Sometimes Sadness Is All I Feel
- Christian
- Dec 21, 2025
- 2 min read
The weight of the grief around not being able to talk to L has been heavy.
This weekend has been heavy.
I’m having a hard time.
I know logically that there’s nothing wrong with feeling love. I know that love, in itself, isn’t a moral failure or a mistake. And still, I can’t help but feel wrong for feeling it. As if loving too deeply is some kind of flaw. As if my heart didn’t get the memo that this chapter is closed.
There are moments where I don’t want to let the love go at all. Where it feels sacred. Like something I’m meant to carry. And then there are moments like now, where it hurts so badly that I wonder why I have to feel this at all. Why the cost of loving has to feel so punishing. Why life can feel so cruel in the way it asks us to move forward while dragging the weight of what mattered behind us.

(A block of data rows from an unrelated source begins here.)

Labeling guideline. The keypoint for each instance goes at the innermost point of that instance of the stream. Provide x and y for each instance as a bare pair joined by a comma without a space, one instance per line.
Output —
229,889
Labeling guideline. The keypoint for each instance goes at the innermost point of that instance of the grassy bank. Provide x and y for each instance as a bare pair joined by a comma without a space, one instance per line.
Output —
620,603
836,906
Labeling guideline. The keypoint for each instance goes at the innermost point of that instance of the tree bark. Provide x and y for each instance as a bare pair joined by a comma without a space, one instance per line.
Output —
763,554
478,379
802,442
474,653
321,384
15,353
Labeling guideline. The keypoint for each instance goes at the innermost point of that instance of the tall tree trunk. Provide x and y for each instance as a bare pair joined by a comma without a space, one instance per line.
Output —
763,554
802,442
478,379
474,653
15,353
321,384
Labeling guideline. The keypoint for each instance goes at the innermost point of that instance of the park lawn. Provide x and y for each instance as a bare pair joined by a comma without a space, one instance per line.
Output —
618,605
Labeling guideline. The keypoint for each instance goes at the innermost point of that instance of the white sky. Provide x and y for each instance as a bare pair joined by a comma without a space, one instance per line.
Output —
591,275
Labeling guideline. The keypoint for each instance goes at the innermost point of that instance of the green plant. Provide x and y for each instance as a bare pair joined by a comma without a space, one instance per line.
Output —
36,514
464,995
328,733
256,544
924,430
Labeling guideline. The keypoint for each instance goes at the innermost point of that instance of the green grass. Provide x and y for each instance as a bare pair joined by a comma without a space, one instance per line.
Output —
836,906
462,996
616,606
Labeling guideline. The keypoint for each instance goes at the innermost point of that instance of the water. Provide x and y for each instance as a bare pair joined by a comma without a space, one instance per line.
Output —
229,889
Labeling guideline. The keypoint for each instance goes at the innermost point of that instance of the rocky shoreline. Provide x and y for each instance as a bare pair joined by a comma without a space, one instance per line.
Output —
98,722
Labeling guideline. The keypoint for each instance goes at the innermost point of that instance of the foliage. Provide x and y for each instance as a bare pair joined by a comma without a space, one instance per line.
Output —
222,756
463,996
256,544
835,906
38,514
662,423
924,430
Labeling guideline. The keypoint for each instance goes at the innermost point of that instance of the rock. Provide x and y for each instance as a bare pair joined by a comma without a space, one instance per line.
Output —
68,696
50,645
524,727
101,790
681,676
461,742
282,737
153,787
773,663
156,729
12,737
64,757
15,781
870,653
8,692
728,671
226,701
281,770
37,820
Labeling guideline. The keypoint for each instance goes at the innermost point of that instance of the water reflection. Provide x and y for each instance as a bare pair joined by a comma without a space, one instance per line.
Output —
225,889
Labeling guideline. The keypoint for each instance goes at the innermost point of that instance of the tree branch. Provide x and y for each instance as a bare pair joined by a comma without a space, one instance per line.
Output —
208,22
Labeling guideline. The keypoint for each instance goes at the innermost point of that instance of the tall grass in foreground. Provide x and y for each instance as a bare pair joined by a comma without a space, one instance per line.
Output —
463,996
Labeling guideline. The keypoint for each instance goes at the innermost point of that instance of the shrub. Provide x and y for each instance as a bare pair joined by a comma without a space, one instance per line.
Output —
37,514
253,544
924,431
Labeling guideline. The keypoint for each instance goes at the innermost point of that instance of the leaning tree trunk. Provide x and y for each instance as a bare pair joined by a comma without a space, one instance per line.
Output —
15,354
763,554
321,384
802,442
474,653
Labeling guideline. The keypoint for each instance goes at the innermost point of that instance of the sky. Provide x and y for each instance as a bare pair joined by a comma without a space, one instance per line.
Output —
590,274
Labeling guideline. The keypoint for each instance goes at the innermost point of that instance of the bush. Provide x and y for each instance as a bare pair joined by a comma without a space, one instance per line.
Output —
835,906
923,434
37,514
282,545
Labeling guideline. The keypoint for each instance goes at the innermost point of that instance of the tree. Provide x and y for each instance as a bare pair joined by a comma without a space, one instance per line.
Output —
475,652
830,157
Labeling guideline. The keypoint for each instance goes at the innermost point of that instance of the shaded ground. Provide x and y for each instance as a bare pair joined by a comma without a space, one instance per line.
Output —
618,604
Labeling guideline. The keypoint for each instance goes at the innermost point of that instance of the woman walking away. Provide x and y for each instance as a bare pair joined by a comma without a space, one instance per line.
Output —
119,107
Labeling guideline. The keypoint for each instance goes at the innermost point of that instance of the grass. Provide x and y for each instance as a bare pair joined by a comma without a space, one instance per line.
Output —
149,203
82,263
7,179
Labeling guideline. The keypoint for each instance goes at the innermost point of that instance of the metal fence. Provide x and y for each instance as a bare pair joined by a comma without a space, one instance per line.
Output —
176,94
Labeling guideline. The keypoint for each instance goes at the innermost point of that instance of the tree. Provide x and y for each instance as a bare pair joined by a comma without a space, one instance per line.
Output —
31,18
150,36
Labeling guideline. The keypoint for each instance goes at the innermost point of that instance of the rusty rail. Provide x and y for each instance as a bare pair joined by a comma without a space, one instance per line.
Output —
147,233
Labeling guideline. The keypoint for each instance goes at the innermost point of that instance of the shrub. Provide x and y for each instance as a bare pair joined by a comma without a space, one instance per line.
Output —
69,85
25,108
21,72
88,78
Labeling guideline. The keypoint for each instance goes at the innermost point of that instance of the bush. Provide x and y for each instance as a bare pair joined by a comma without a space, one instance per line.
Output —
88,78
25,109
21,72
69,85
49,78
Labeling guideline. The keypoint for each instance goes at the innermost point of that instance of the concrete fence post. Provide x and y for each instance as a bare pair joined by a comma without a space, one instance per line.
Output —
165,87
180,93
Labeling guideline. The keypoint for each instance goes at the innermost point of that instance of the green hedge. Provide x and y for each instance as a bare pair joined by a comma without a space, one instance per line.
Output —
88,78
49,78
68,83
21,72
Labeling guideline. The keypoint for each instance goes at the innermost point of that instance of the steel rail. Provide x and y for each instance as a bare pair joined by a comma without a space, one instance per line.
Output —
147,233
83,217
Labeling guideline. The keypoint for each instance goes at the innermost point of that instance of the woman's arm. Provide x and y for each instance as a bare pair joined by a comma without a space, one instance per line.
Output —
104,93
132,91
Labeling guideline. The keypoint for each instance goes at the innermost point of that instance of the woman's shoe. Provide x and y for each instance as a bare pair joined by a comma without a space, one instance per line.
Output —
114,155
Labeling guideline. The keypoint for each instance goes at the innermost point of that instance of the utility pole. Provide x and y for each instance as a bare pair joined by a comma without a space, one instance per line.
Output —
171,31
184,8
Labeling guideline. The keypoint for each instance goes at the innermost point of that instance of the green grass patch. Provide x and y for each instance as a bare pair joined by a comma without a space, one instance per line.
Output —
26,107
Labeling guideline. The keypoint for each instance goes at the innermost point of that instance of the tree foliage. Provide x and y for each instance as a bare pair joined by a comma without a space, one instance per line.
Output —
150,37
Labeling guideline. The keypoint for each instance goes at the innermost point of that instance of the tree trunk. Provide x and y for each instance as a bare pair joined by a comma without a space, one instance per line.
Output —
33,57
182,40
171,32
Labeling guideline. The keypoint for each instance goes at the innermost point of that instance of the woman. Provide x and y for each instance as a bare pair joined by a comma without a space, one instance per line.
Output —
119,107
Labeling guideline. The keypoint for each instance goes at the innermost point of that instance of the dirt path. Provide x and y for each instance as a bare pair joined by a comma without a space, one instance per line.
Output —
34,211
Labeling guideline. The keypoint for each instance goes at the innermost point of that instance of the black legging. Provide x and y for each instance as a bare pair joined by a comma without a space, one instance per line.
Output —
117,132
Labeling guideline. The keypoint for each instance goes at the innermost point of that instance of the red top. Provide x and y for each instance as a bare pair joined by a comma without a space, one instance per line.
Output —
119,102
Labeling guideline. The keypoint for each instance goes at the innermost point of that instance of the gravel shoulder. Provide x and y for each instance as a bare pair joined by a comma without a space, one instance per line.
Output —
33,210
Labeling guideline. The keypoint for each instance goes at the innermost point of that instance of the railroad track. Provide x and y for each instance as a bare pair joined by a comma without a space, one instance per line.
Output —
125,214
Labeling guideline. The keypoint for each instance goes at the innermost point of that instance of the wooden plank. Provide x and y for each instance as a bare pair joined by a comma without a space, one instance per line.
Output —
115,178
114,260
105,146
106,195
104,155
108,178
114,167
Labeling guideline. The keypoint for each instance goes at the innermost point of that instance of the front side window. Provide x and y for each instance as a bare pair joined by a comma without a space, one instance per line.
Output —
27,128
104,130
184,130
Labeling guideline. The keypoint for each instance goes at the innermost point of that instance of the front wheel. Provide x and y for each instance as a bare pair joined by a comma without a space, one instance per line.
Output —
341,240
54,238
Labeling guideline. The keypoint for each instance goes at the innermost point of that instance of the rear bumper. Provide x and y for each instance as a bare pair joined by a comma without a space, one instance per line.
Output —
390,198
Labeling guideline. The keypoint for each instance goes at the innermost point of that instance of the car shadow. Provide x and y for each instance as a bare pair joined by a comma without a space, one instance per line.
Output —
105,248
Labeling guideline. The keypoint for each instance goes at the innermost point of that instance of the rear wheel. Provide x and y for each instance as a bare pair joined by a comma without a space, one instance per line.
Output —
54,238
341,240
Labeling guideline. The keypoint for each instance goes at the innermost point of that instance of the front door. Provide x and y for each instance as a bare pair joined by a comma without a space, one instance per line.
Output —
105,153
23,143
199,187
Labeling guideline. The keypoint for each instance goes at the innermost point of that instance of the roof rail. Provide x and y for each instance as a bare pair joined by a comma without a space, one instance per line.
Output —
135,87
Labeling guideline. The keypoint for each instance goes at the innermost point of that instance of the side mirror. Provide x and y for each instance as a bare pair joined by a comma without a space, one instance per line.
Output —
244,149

It feels like drowning sometimes.
I keep asking myself if this pain exists because I refuse to let go of hope, hope for some future where words could be exchanged again, where connection could exist, where friendship could be held without harm. And then I turn that question inward and it sharpens: What does it say about me that I can’t accept reality? That I live with hopes of things that will never be?
I know that someone who could hold gratitude would be grateful for the time they got… and I am grateful, but I’m also sad.
Sad that I ruined everything.
Sad that I couldn’t do better.
Sad that the one person I felt the most connection with I can never say hello to again.